J. Hoberman in the NYRB blog:
The Autobiography of Nicolae Ceauşescu, which had its world premiere at Cannes last month and will be turning up at other film festivals this fall, is an example of what the radical Soviet documentarian Dziga Vertov called a “film object.”
Culled from a thousand hours of archival footage and four years in the making, this unconventional documentary assembled by the émigré Romanian film-essayist Andrei Ujică is a three-hour immersion in a totalitarian leader’s official reality.
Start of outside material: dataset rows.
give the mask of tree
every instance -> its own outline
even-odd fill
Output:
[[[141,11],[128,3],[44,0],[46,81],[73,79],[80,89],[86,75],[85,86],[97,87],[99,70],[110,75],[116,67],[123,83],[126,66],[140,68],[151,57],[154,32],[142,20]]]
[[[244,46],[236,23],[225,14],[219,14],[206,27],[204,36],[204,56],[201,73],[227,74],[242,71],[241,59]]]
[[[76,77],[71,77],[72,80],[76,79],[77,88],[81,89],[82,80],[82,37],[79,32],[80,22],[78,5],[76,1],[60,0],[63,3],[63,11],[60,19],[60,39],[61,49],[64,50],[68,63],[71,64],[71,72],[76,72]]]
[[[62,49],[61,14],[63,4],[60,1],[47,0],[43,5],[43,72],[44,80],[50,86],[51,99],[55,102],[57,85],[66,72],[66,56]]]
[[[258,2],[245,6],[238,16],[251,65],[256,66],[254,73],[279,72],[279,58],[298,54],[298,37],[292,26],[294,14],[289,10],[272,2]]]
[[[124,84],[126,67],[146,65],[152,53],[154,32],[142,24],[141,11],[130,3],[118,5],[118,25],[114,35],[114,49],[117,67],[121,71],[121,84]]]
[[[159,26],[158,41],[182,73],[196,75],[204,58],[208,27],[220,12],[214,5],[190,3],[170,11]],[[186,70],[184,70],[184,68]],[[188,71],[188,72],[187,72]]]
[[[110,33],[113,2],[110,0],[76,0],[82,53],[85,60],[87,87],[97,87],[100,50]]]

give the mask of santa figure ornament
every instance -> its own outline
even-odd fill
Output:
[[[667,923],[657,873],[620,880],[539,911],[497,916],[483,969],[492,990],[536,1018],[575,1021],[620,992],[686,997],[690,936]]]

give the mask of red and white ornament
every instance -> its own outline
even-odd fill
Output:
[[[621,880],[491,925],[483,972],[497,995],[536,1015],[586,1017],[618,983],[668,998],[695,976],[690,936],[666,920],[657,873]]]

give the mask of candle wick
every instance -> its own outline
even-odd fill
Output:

Ceauşescu’s Romania, the Eastern bloc’s most brutally destructive regime, is remembered for its systematic repression, its failed industrialization, and its pervasive police state—including a disastrous ban on contraception that produced a culture of clandestine abortions and horrific orphanages. None of this appears explicitly in the film. Instead, Ujică shows Ceauşescu’s public image as fabricated by (and for) the dictator himself during the course of his catastrophic 25-year reign.
Much of the material was shot without sound—only the speeches included an audio component—and Ujică shows the footage largely as found, often in the form of unedited rushes, in Romania’s National Film and National Television archives. There’s neither annotation nor voiceover commentary, although the filmmaker does intermittently add naturalistic sound effects—and, at one point, a slyly-chosen pop song, so that a gaggle of fashionable young Romanians can be seen dancing the Twist to the 1965 rockabilly hit “I Fought the Law and the Law Won.”